The need for interchangeable hardware is not new. When you buy a new printer, you don’t have to change your word processor. Graphics cards are pretty much ‘plug and play’.
Virtual reality devices can have the same benefits. Standards efforts such as OpenXR are working to address these problems. Middleware platforms like OSVR provide solutions today. Solutions like VRPN have become de-facto industrial standards for certain types of devices.
This talk will describe the problem of future-proofing training systems. It will review existing solutions for this problem and describe ongoing efforts. It will describe effective strategies to keep training systems current.
Yuval Boger, CEO, Sensics
Yuval (“VRguy”) Boger is a leading authority on VR/AR technology and is the CEO of Sensics.
He joined Sensics in 2006 to help take VR from the lab to the market. He brings his unique technical experience and market expertise to the benefit of consumer electronics, out-of-home entertainment, industrial, defense and academic leaders to help them shape the art of the possible in VR.

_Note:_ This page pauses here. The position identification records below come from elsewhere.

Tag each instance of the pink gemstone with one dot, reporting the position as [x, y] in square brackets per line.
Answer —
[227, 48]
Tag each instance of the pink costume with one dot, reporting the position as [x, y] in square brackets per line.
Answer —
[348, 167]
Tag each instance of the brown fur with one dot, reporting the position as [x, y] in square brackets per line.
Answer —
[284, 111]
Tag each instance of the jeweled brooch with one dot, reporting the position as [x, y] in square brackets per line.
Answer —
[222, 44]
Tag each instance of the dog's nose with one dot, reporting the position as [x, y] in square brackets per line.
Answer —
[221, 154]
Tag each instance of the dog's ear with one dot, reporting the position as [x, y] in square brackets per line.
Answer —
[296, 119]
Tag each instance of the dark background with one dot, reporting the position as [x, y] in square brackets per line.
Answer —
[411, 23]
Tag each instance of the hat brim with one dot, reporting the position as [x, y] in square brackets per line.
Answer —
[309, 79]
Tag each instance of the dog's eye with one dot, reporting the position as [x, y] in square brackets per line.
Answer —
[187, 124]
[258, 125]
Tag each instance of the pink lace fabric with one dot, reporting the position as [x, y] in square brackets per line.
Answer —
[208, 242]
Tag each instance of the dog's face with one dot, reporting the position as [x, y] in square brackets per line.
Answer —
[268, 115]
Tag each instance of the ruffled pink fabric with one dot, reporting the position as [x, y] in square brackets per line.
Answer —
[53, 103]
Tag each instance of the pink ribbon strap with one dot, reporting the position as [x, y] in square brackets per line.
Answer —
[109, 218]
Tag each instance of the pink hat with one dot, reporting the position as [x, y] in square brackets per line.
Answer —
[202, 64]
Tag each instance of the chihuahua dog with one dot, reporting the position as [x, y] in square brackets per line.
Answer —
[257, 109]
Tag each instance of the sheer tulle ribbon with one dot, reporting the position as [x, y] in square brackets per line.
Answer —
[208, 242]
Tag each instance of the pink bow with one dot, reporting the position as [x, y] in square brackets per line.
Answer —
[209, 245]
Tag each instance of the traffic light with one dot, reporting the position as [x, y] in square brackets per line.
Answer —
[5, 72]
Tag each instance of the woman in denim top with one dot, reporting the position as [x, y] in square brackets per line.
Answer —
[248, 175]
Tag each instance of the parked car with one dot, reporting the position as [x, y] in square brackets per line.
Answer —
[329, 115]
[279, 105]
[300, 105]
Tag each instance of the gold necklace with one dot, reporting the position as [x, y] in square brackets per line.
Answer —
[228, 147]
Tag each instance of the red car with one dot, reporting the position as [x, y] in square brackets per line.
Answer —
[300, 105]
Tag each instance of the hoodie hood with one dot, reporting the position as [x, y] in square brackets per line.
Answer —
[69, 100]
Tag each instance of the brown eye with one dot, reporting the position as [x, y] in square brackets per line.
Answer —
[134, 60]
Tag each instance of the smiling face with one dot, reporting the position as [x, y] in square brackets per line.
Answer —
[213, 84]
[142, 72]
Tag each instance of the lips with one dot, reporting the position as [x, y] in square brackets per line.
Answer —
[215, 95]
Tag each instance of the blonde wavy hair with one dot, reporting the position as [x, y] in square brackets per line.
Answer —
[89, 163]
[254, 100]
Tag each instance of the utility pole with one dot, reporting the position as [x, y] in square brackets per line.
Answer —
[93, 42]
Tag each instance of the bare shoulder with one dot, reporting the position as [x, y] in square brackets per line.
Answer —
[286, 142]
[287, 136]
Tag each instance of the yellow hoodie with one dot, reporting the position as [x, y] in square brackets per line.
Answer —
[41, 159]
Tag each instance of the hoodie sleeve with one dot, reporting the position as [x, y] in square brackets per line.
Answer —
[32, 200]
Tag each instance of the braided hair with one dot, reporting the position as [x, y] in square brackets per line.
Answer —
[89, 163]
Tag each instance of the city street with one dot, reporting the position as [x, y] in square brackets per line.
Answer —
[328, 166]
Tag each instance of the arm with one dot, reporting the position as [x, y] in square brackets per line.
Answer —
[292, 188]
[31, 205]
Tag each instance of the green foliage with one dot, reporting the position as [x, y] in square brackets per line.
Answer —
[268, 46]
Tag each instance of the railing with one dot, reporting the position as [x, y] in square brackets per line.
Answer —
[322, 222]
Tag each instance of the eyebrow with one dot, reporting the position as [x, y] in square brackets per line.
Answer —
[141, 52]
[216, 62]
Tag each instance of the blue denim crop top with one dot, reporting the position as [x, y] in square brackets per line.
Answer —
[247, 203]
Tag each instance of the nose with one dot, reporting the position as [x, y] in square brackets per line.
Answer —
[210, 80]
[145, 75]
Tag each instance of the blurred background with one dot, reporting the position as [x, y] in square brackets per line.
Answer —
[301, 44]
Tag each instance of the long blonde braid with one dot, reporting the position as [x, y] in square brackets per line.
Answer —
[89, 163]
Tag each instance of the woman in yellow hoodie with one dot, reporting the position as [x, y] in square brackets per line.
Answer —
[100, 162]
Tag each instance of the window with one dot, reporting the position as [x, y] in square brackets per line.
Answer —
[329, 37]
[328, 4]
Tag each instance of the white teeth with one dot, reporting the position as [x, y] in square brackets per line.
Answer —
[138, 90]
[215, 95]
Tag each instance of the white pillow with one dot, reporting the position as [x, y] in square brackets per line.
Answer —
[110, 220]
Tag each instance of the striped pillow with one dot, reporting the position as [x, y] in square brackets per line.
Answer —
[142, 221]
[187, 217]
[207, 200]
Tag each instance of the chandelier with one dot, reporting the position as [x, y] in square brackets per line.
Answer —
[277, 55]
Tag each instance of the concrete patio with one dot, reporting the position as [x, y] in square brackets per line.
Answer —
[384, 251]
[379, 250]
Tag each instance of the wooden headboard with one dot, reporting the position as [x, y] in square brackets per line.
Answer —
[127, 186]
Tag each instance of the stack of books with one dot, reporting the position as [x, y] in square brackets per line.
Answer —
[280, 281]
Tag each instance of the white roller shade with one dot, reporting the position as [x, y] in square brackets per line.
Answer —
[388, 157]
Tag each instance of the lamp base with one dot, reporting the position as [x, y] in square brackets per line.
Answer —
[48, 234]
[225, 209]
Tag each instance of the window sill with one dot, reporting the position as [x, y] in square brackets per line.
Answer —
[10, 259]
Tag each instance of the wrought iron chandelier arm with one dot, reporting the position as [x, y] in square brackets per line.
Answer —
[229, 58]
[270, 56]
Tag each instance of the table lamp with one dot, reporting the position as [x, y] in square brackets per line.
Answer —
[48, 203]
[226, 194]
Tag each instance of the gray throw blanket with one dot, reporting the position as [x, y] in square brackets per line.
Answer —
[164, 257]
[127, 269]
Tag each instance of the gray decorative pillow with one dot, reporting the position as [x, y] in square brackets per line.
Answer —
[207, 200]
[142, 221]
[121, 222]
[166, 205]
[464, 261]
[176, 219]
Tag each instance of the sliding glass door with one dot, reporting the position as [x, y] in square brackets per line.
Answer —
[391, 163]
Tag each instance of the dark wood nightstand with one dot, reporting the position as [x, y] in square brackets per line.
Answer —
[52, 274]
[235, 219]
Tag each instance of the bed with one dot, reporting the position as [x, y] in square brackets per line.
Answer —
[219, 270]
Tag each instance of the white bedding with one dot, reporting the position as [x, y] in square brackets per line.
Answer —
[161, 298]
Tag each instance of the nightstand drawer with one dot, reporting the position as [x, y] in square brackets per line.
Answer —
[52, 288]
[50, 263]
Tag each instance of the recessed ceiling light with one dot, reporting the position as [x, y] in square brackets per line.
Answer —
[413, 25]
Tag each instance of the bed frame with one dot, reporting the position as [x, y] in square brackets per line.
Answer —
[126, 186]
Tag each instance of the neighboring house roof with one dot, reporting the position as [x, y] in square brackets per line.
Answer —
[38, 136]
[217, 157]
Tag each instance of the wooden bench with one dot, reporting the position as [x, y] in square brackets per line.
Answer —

He is a key architect of OSVR, the open-source virtual reality initiative, co-author of multiple VR-related patents and a sought-after expert speaker.
Yuval shares his thoughts about VR technology and the VR market at his popular blog www.vrguy.net
Before Sensics, Yuval was CEO of Oblicore, an enterprise software company (now part of Computer Associates), CEO of Unwired Express, a provider of context-sensitive wireless data platform, General Manager at RADCOM [NASDAQ: RDCM], and co-founder of Talia Technology, a medical diagnostic company. Prior to his commercial work, he had a distinguished 8-year military career.
He received a Master’s of Physics degree at Tel-Aviv University and an MBA from the J.L. Kellogg Graduate School of Management at Northwestern University.